Yabancı banka analistlerinin bir bölümünün “hayal kırıklığı” olarak değerlendirdiği karar sonrasında dolar/TL, yüzde 9’un üzerinde artışla 23,50’den 25,73’e kadar yükseldi ve bugün itibarıyla 25,24 seviyesinde bulunuyor.
‘ÖNÜMÜZDEKİ AYLAR İÇİN BİR İŞARET’
Dış finans çevrelerinin yüzde 20’yi aşan beklentilerinin altında bir faiz oranı belirlendiğini ve bu durumun TL aleyhine kuvvetli bir dalga yarattığını belirten Boratav, perşembe günü alınan kararın, önümüzdeki aylarda alınacak faiz kararları için de bir işaret olduğunu, TCMB’den bir iki faiz artışı daha gelmesinin bekleneceğini söyledi.
‘SARAY’IN BASKISINA UYGUN HAREKET EDECEKLER’
TCMB açıklamasında, hem faiz artışında hem de makro ihtiyati tedbirlerin kaldırılmasında kademeli bir süreç izleneceğine işaret edildiğini aktaran Boratav “Belli ki Mehmet Şimşek ve TCMB Başkanı Gaye Erkan, Saray’ın ‘yerel seçimlere kadar ağır tempoyla ilerleyin’ baskısına uygun hareket edecekler” dedi.
Yabancı finans çevrelerinin istediği kadar yüksek faiz artışının dış piyasalarda rahatlaması ancak bankaların ve Türkiye ekonomisinin gerilime sürüklenmesi anlamına geleceğini, ellerindeki düşük faizli tahviller nedeniyle yüksek faiz artışının bankaları gerileme sürükleyebileceğini dile getiren Boratav, yerel seçimlerin hesaba katılarak hareket edildiğini vurguladı.
‘ŞİMŞEK VE ERKAN’IN ELLERİ SERBEST DEĞİL’

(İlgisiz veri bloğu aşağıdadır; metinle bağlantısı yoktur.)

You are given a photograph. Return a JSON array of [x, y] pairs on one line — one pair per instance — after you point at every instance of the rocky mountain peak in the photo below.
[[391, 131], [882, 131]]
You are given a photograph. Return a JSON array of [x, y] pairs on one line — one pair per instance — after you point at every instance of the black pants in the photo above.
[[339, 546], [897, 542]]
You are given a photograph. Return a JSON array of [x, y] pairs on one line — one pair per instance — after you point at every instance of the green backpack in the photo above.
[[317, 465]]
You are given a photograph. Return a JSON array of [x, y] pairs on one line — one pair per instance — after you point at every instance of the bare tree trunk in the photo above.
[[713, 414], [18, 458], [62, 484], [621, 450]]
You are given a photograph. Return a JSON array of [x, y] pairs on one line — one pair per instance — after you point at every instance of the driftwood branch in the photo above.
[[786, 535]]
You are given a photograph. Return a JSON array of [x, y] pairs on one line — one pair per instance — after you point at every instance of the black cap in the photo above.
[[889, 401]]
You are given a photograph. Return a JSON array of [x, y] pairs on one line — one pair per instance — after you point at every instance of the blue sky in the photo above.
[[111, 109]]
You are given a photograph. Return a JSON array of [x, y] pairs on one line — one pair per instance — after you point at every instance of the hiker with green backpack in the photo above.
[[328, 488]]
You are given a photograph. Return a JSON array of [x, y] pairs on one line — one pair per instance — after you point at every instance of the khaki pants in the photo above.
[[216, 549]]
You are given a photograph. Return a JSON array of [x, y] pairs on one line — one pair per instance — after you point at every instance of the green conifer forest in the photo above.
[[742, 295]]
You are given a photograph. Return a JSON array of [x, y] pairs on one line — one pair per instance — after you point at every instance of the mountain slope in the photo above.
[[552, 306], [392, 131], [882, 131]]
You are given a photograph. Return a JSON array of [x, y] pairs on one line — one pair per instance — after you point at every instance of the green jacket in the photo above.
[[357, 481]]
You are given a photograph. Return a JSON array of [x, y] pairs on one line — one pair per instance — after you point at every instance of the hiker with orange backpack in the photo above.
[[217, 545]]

Para Politikası Kurulu (PPK) üyelerinin bile değiştirilmediğine, ekonomi bürokrasisinde eski kadronun büyük oranda görevine devam ettiğine dikkat çeken Boratav “Şimşek ve Erkan’ın ellerinin serbest olmadığı belli” dedi.
‘O PARA KRİZİ ÇÖZMEZ’
Dış finans çevrelerinin faizin enflasyon seviyesine, yani yüzde 40’a yükseltilmesini ve makroihtiyati tedbirlerin de hızla kaldırılarak liberalizasyona gidilmesini istediğini belirten Boratav “Bu yolla döviz kurlarının hızla zirve yapmasını ve Türkiye’ye sıcak para sokmak için Türk varlıklarının ucuzlamasını bekliyorlar ancak Türkiye’ye sokacakları para ödemeler dengesi krizini çözecek kadar değil, en fazla 15-20 milyar dolar seviyesinde” dedi.
‘BÜYÜK SORUN YARATIR’
Hükümetin ise yabancıların istediği hızda bir liberalizasyonun döviz kurlarında çok daha sert artış anlamına geldiğini ve bunun da yerel seçimlerde özellikle büyük kentlerde sorun yaratacağını bildiğini belirten Boratav, “Kur korumalı mevduatta 100 milyar doları aşan potansiyel döviz talebi var, bu ürünün hızlı şekilde kaldırılması büyük sorun yaratır” ifadelerine yer verdi.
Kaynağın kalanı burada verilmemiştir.